The title of today's blog is "My Kingdom or God's???" because although God's kingdom is what we desire to grow through The Pathway, if we don't change the way we are approaching "church" we will continue to focus on growing our churches kingdom instead of the Kingdom of God.
Here's what I mean. If we continue to approach evangelism, discipleship and church planting the way we do right now (and when I say we I mean the majority of evangelical Christians) then we have no hope of impacting the rapidly growing number of lost people living in our nation and North America as a whole. The way we approach these subjects right now is entirely too systematic. Why? Because that's the way we have been taught to think.
We think we have to learn something completely and become an expert before we reproduce it. There are a couple problems with that. If we have to be fully discipled before we begin to make disciples we will never make disciples. If we have to become a self-sustained church that has a "mature" believer who is seminary educated before we can plant a new church, we will never plant any churches (or maybe 1 in our lifetime if we're lucky).

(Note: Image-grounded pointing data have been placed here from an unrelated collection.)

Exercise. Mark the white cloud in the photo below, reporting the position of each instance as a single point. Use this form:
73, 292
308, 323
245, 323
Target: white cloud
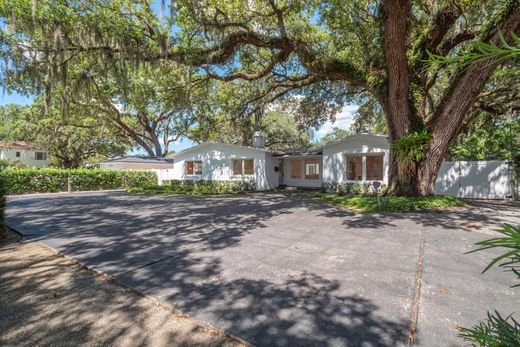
344, 120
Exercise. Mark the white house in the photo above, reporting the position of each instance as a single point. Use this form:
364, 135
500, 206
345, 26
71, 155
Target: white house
136, 163
358, 158
24, 154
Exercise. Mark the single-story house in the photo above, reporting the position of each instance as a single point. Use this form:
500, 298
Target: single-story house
25, 154
357, 158
137, 163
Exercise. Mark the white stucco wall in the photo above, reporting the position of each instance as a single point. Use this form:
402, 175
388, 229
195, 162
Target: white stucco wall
302, 182
487, 179
334, 156
217, 163
27, 157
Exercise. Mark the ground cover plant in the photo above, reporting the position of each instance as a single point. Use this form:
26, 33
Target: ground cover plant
375, 204
498, 330
24, 181
197, 187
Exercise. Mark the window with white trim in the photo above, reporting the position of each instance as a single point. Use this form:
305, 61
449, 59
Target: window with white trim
312, 169
40, 155
365, 167
242, 167
194, 167
374, 167
354, 167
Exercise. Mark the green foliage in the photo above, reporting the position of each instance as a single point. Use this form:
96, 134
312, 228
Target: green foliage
510, 260
409, 150
197, 187
2, 204
80, 138
516, 176
23, 181
482, 52
371, 204
498, 135
496, 330
234, 118
348, 188
370, 118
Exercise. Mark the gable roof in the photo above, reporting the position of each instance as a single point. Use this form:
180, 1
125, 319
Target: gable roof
20, 145
349, 138
204, 144
138, 159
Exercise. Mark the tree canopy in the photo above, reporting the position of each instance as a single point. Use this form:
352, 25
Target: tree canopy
328, 52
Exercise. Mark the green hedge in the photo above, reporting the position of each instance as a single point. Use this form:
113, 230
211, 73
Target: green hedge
349, 188
197, 187
24, 181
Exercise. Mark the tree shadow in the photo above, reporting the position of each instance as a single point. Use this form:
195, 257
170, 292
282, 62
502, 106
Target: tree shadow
170, 247
49, 301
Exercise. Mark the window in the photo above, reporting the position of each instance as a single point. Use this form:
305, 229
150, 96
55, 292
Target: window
354, 168
296, 167
194, 167
40, 155
312, 169
243, 167
375, 167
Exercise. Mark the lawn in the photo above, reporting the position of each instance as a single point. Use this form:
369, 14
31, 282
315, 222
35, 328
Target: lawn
371, 204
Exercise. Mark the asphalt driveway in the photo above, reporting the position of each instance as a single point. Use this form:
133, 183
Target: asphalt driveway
284, 269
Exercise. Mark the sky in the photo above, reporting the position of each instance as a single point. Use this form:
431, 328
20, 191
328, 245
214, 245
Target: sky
343, 119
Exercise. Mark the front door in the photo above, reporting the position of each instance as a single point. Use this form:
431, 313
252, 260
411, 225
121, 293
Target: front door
280, 173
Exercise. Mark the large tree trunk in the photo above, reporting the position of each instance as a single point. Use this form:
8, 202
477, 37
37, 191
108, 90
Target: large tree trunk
448, 118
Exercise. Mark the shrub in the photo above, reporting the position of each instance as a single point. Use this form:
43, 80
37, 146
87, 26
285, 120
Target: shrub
24, 181
351, 188
198, 187
375, 204
496, 330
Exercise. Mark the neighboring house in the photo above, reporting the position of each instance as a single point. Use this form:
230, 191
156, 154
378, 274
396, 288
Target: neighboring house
24, 154
137, 163
358, 158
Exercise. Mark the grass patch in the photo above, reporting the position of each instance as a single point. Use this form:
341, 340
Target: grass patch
371, 204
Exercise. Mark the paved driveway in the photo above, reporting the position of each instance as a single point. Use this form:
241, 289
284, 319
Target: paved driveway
283, 269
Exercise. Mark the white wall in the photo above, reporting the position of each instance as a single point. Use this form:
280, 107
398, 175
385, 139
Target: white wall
27, 157
217, 163
334, 156
302, 182
488, 179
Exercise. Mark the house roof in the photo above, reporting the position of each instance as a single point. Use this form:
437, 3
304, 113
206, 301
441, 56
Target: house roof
315, 150
217, 143
138, 159
20, 145
348, 138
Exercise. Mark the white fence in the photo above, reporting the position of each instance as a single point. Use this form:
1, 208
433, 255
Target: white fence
490, 179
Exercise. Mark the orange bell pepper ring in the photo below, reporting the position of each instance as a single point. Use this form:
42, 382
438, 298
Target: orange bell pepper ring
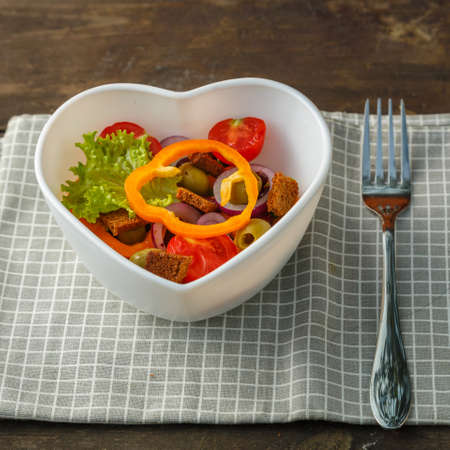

Here's the idea and the paradigm shift that has been occurring in my life and the life of our church. What if we all began sharing our faith weekly (daily would be better but we'll get there) and did not worry about having all the answers or finding ourselves in the perfect relational situation? What if we just shared our faith with the lost people around us and trusted God to do the saving? Then, what if we began discipling these new Christians? What if we began teaching them how to pray, read the Bible and share their faith the day after they got saved? Then, what if we did not wait for them to understand it all, be competent at Bible drill, or even be able to fully articulate the doctrines we strongly believe? What if as we are teaching them all of these necessary aspects of discipleship we challenged them to start sharing their faith weekly (or daily) and begin discipling those in their life that find Jesus? Why don't we do that?
The answer is fear and control? Number one, we are honestly afraid of what these new believers might teach the lost. Although that concern is genuinely motivated it is completely erroneous. If we are continuing to disciple that person they will have someone to come to with the answers to the questions they have and your responsibility becomes keeping them one or two steps ahead of the people they are discipling. This issue leads right into the issue of control. As believers, and especially as pastors, we feel like we have to control the church and the environments in which the Bible is taught and ministry takes place. Again, although this is rightly motivated (at times), it is not biblical and it has no hope of impacting the vast lostness we see in our world today.
So, what do we do?
We have to decide whether we want to "control" what God is doing or if we want to see a "movement" of God. I believe a true movement of God that I have no control over resembles what God did in the book of Acts far more than an impressive church where I call the shots (even if it is growing and succeeding by "our" standards).
Do I have this all figured out? No. What I pray is that we would all be challenged to quit sitting around making excuses, waiting for the perfect scenarios and instead that we would simply start sharing Jesus with people and teaching them to share Jesus with people! What a concept... kind of sounds like the Great Commission to me?!?!